Without realizing it, Bale nodded.

He, too, was well aware of the mockery directed at mages because of permanent summons.

Among people, there had even appeared a mocking term—"the wall of permanent summons"—used as a measure of a mage’s ability.

"They said he was a once-in-a-century genius. But this time, it seems even that mage couldn’t overcome the ‘wall of permanent summons.’"

"Ha ha ha! At this rate, maybe the term ‘permanent summon’ should be abolished altogether? No wonder mages always remain backline support."

Of course, the other team members also knew about this social phenomenon.

And yet they deliberately didn’t bring it up for one reason...

Bale’s gaze slid toward Tie, who stood there absentmindedly.

'Because they knew this little one wouldn’t understand any of it anyway?'

But now that the topic had come up, a question suddenly occurred to him.

Looking down at Tie, Bale casually asked:

"Captain, your permanent summon is a bit unstable too, right?"

He suddenly recalled the black little dragon Astie carried around.

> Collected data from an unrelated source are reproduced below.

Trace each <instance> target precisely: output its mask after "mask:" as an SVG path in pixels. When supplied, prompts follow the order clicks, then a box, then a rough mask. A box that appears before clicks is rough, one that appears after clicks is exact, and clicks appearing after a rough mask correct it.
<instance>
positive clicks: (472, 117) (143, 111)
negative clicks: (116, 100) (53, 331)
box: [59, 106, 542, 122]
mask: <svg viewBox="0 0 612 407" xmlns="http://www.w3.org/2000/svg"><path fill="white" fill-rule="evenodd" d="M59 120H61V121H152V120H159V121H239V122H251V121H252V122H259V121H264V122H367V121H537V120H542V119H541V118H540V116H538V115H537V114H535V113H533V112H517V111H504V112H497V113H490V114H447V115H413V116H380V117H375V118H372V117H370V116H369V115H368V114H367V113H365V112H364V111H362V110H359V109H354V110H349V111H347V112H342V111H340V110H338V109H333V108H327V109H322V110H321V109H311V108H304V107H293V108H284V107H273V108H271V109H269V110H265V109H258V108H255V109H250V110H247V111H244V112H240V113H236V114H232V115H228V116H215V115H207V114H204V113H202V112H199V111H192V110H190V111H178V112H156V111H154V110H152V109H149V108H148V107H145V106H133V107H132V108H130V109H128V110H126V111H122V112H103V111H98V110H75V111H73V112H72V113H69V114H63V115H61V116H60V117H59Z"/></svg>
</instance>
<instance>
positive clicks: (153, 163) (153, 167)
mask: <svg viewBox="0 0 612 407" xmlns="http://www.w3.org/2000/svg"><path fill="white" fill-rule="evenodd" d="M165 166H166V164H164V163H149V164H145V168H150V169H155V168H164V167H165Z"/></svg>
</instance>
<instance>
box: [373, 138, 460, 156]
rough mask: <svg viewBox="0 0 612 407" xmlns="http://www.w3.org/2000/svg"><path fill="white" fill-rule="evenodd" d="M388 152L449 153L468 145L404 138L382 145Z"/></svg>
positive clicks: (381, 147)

"I think it was called Kkamani."

It was such an insolent little thing that it made you wonder how something like that could come from someone as cute as Astie.

"Come to think of it, since we arrived in the weapon district, I’ve only seen it once. Since it appears and disappears, it really does seem like a permanent summon."

Meanwhile, Tie, who had been listening, swallowed.

'Another emergency...?'

And it was no wonder.

Because from the very beginning, Kkamani had never been Tie’s summoned creature.

It was a spirit hiding its true nature, one of the hidden powerhouses—just like Tie herself.